China's car sales forecast to slow
Yonhap (Hong Kong) - China's car sales growth will likely slow as the country's tighter monetary conditions could dampen demand for new cars, Barclays Capital said Thursday.
According to the British bank, China's monetary tightening will have a more negative impact on the country's automobile market, along with that of India, compared to other Asian economies.
"We would expect weakness in auto sales to be most pronounced in China and India, where monetary conditions are significantly tighter than elsewhere in the region," Barclays' Peter Redward said.
The analyst said tightening liquidity of the banking sector will drive up borrowing costs and reduce credit availability, which will push down automobile demand.
Redward forecast demand for automobiles would see even sharper declines if oil prices remain high for a sustained period, with the impact increasing materially after two to three months.
"The first signs of weakness in auto sales data may appear in April, if oil prices remain high throughout March," he said.

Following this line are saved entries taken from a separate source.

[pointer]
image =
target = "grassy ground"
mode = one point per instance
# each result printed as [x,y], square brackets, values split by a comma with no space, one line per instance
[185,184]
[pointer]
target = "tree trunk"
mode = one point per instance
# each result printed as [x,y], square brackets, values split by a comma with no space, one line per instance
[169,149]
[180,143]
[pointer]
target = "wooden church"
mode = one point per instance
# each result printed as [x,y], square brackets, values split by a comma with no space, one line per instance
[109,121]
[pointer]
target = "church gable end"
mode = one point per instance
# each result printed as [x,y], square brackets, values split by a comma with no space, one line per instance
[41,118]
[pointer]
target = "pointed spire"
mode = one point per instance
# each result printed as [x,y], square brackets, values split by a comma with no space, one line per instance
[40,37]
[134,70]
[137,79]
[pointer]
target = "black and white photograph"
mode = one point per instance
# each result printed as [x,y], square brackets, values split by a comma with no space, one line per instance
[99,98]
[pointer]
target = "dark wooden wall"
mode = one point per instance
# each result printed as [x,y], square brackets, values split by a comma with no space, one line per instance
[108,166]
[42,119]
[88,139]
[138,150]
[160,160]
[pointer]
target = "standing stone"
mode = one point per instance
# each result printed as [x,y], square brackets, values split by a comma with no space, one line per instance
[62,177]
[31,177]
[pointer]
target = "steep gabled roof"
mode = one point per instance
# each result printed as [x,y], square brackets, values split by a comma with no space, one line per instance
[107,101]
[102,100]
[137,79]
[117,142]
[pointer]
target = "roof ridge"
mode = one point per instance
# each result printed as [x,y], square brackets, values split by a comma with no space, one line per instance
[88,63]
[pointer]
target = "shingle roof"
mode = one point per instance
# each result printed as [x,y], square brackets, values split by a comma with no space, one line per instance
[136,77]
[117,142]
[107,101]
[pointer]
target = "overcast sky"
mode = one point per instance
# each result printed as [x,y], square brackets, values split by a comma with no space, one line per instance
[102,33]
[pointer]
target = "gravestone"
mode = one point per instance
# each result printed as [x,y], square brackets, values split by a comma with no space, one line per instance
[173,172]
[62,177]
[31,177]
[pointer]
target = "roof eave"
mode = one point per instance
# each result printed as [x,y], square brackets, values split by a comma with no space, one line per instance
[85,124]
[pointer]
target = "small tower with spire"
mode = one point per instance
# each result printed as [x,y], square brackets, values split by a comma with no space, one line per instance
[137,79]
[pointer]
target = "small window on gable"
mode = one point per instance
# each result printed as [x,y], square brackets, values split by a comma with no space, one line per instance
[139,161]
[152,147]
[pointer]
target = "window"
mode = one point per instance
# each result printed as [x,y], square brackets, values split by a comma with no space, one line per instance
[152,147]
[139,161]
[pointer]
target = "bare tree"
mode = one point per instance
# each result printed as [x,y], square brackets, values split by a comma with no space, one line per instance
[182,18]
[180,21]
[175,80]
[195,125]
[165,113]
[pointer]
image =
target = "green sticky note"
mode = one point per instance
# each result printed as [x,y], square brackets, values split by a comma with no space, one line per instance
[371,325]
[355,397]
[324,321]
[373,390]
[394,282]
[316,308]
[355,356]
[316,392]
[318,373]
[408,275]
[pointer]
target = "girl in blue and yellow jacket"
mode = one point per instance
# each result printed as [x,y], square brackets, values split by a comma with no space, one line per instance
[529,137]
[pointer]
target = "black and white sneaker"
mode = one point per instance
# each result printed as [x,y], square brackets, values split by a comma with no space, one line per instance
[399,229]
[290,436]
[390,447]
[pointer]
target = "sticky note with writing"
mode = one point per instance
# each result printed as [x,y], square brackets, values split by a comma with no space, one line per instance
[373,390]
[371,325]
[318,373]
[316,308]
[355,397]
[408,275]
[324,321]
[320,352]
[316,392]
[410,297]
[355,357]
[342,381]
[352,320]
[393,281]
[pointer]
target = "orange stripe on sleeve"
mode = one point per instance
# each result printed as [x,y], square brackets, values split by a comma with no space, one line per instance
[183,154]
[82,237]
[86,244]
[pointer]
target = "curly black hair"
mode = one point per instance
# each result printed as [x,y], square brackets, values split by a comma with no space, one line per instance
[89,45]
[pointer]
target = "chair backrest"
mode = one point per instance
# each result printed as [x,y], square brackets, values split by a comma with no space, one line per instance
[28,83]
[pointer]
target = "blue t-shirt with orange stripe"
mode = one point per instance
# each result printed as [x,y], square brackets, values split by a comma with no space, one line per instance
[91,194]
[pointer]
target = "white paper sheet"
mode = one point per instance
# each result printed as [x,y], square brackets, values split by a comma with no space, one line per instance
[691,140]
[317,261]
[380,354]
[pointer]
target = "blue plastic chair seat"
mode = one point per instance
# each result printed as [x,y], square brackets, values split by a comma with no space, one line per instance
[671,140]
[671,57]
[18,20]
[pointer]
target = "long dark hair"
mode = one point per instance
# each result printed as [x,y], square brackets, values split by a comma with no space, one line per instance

According to the China Association of Automobile Manufacturers, China's total vehicle sales, including buses and trucks, fell 33 percent in February from the month before to 1.27 million vehicles. Sales of passenger cars dropped 37 percent to 967,200 vehicles.
Market analysts expect that the country's automobile sales will see slower growth throughout this year due to surging oil prices combined with the end of government subsidies.